Communication with microorganisms
The considered complex is inherent in some types of anaerobic bacteria. However, the number of bacterial organisms that have PDH in their structure is small. The functions performed by the complex in bacteria, as a rule, are reduced to general processes. For example, the role of the pyruvate dehydrogenase complex in the bacterium Zymonomonas mobilis is alcoholic fermentation. Pyruvate bacteria in the amount of up to 98% will be used up for such purposes. The remaining few percent are oxidized to carbon dioxide, nicotinamide adenine dinucleotide, acetyl-CoA, etc. The structure of the pyruvate dehydrogenase complex in Zymomonas mobilis is interesting. This microorganism has four enzymes: E1alpha, E1beta, E2 and E 3. The PDH of this bacterium contains a lipoyl domain within E1beta, which makes it unique. The core of the complex is represented by E2, and the organization of the complex itself takes the form of a pentagonal dodecahedron. Zymomonas mobilis does not have a whole series of enzymes of the tricarboxylic acid cycle, and therefore its PDH is only engaged in anabolic functions.
PDH in man
Man, like other living organisms,has genes encoding PDH. The gene E1alpha – PDHA 1 is localized on the X chromosome. to PDH deficiency. Symptoms of the disease can vary greatly from mild lactic acidosis problems to lethal malformations in the development of the body. Men whose X chromosome includes a similar allele will soon die at a very young age. Female individuals are also affected by this disease, but to a lesser extent, and the problem itself is the inactivation of any X chromosome.
Problems of mutations
E1beta - PDHB - is located on the third chromosome. Only two alleles of the mutant type are known for this gene, which, being in a homozygous position, lead to a lethal outcome throughout the year, which is associated with malformations.

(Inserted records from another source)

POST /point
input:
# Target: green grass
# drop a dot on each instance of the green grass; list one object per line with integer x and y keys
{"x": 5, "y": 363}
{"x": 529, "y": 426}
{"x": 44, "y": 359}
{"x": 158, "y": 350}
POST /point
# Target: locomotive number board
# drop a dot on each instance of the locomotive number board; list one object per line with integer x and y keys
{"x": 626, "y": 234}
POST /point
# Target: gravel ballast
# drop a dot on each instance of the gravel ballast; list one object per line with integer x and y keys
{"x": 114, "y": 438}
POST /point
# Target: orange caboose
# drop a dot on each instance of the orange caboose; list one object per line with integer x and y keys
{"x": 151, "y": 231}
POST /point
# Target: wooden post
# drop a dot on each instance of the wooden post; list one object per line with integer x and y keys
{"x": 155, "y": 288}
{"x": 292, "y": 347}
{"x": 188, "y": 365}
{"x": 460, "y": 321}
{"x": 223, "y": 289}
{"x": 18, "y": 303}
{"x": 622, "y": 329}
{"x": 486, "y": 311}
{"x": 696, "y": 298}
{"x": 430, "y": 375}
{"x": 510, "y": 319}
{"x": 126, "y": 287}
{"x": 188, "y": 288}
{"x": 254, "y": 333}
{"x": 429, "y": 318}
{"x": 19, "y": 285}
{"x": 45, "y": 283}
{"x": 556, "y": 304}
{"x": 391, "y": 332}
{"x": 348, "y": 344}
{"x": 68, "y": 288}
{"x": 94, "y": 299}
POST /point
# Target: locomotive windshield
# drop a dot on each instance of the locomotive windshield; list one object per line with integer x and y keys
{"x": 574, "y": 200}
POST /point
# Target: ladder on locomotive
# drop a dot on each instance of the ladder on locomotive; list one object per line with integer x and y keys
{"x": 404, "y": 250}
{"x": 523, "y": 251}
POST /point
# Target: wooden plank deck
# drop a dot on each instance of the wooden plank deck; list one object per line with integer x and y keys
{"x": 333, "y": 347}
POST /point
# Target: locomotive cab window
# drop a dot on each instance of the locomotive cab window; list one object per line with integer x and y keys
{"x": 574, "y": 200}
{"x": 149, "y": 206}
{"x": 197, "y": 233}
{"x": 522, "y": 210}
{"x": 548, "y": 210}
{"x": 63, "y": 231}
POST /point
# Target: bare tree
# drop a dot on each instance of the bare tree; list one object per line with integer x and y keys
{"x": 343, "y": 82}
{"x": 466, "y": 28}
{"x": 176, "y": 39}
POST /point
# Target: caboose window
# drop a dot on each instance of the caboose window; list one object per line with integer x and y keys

Probably there are other similar alleles that can cause death before the full development of the organism. E2 - DLAT - concentrated on the eleventh chromosome. Mankind knows about two alleles of this gene that will create problems in the future, but the right diet can compensate for this. There is a high chance that the fetus will die inside the womb due to other mutations in this gene. E3 - dld - is located on the seventh chromosome and includes a large number of alleles. Enougha large percentage of them leads to the occurrence of diseases of a genetic nature, which will be associated with a violation of amino acid metabolism.
Conclusion
We have considered how important the pyruvate dehydrogenase complex is for living organisms. The reactions occurring in it are primarily aimed at the decarboxylation of pyruvate by oxidation, and PDH itself is highly specialized, but under different conditions, with certain reasons, it can also perform functions of a different nature, for example, participate in fermentation. We also found that protein-type complexes that are involved in pyruvate oxidation consist of five enzymes that remain functional only in the presence of five cofactors. Any changes in the algorithm of the complex mechanism of decarboxylation can cause serious pathologies and even lead to death of the individual.